09 April 2007

In the News, Redux*

So, this weekend I got really pissed off about racism. You may have noticed that a whole bunch of Latinos tried to rob a bank in my neighbourhood, and an FBI agent ended up dead. Of course, this being white-bread country and the internet being every idiot's soapbox (see here), the common reaction on many news boards was, "How much you want to bet these guys are a bunch of illegal immigrants?" Which, last time I checked, was damned racist. Several people tried to tell me that they weren't being racist, it was a legitimate question to ask.

Since when is it legitimate to ask a question that's based entirely on the ethnicity of someone's surname? (For the record, the four men are all US citizens, natives of New Brunswick. Their parents were immigrants, but they're as American as I am.)

This morning, still in somewhat of a froth over the matter, I faced my 9:00 Fundamentals of Reading and Writing Class. Which, it is worth mentioning, is composed of 26 students of Latino or Spanish origin.
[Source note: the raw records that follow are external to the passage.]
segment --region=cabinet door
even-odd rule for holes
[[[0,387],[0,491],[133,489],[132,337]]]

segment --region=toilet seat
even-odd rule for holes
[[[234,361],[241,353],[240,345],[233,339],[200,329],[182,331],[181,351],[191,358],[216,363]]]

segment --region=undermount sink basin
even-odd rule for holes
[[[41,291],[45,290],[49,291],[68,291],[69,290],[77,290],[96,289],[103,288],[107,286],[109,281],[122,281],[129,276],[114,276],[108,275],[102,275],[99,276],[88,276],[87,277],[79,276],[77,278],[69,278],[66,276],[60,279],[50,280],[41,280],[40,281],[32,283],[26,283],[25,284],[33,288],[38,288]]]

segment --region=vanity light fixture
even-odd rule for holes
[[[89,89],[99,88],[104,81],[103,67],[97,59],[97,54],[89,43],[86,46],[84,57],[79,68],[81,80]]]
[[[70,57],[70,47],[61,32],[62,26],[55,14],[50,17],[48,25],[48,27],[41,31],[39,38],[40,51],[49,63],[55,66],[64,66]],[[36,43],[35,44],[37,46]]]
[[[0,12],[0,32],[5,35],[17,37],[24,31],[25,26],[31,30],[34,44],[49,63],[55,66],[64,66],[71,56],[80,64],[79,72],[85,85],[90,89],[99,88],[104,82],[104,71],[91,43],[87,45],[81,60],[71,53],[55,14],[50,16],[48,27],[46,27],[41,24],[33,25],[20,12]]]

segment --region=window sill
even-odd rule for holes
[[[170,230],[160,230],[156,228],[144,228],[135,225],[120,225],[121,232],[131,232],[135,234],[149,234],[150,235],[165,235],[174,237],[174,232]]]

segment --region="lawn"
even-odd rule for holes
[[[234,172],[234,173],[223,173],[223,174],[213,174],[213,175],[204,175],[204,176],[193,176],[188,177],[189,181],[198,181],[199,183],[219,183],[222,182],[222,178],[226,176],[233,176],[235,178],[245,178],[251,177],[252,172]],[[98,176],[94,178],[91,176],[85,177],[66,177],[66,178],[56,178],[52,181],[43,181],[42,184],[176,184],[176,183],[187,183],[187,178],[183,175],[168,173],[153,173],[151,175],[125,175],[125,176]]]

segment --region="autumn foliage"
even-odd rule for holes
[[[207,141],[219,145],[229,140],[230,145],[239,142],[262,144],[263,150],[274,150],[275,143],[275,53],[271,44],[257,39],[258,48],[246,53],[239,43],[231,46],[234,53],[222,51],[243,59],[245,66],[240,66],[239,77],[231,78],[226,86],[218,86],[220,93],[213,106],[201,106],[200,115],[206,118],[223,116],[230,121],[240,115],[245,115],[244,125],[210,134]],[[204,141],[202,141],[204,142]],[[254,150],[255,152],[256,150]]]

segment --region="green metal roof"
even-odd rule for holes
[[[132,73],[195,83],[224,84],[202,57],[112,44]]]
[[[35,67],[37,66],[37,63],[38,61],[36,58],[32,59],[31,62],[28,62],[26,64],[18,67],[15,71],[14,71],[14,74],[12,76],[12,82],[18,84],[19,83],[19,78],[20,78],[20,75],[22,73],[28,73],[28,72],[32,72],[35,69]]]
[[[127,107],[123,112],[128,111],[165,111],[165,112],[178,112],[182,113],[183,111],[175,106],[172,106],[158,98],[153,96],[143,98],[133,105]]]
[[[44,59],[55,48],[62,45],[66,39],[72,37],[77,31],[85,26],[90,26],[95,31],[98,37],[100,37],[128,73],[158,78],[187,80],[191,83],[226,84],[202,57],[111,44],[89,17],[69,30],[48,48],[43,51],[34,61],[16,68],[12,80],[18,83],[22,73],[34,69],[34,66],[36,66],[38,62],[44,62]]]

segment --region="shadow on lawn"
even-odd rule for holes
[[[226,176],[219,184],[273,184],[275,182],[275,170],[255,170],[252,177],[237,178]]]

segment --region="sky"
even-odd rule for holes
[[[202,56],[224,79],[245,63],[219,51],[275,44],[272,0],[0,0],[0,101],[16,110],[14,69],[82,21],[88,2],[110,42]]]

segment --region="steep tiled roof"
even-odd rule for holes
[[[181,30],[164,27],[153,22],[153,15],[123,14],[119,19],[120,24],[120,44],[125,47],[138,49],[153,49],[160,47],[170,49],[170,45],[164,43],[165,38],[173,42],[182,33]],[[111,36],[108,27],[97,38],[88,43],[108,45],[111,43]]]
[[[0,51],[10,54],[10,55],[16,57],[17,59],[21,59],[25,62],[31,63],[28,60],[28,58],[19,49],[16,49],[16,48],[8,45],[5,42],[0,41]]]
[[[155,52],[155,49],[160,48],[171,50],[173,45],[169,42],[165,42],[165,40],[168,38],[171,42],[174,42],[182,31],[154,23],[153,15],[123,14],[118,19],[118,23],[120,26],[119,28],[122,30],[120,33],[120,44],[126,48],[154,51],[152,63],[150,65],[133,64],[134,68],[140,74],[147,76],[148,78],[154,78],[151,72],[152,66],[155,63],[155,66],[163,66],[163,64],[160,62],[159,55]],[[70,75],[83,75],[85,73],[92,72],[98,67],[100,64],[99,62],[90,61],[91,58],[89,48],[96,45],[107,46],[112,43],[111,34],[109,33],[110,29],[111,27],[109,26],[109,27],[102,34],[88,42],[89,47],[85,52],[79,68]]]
Some of them were born in this country, some emigrated soon after, some in recent years--but not a single one of them has a surname that could be mistaken for any other group of nationalities.

I gave them the background, for those who had not been following along at home (which, also evidenced below, was a good two-thirds of them) and then, when they were all righteously outraged that people were discriminating against others based on their ethnicity, I listed nine names on the board. I informed them that four of these names were the bank robbers, three were policemen, one was FBI, and one was the dead agent. (I gave them that one: Barry Lee Bush.) I then dared them to identify these players.

Only one student refused to take a guess, maintaining that you really couldn't tell by a person's name. Which was, of course, my point. Then we wrote about the whole experience, after I pointed out that the guy they were sure was one of the bank robbers was, in fact, the Commander of the NJ State Police, and another was the Acting Special Agent in Charge of the Newark FBI office. And that the "cops" they identified were all bank robbery suspects. Oops.

Then I made them freewrite about the whole experience and what they'd learned. Because I'm just a mean lady, that way.

*this is an addition to the regularly scheduled Sunday Scribblings post below.

1 comment:

Anonymous said...

What a great exercise for your students. I bet they love your class!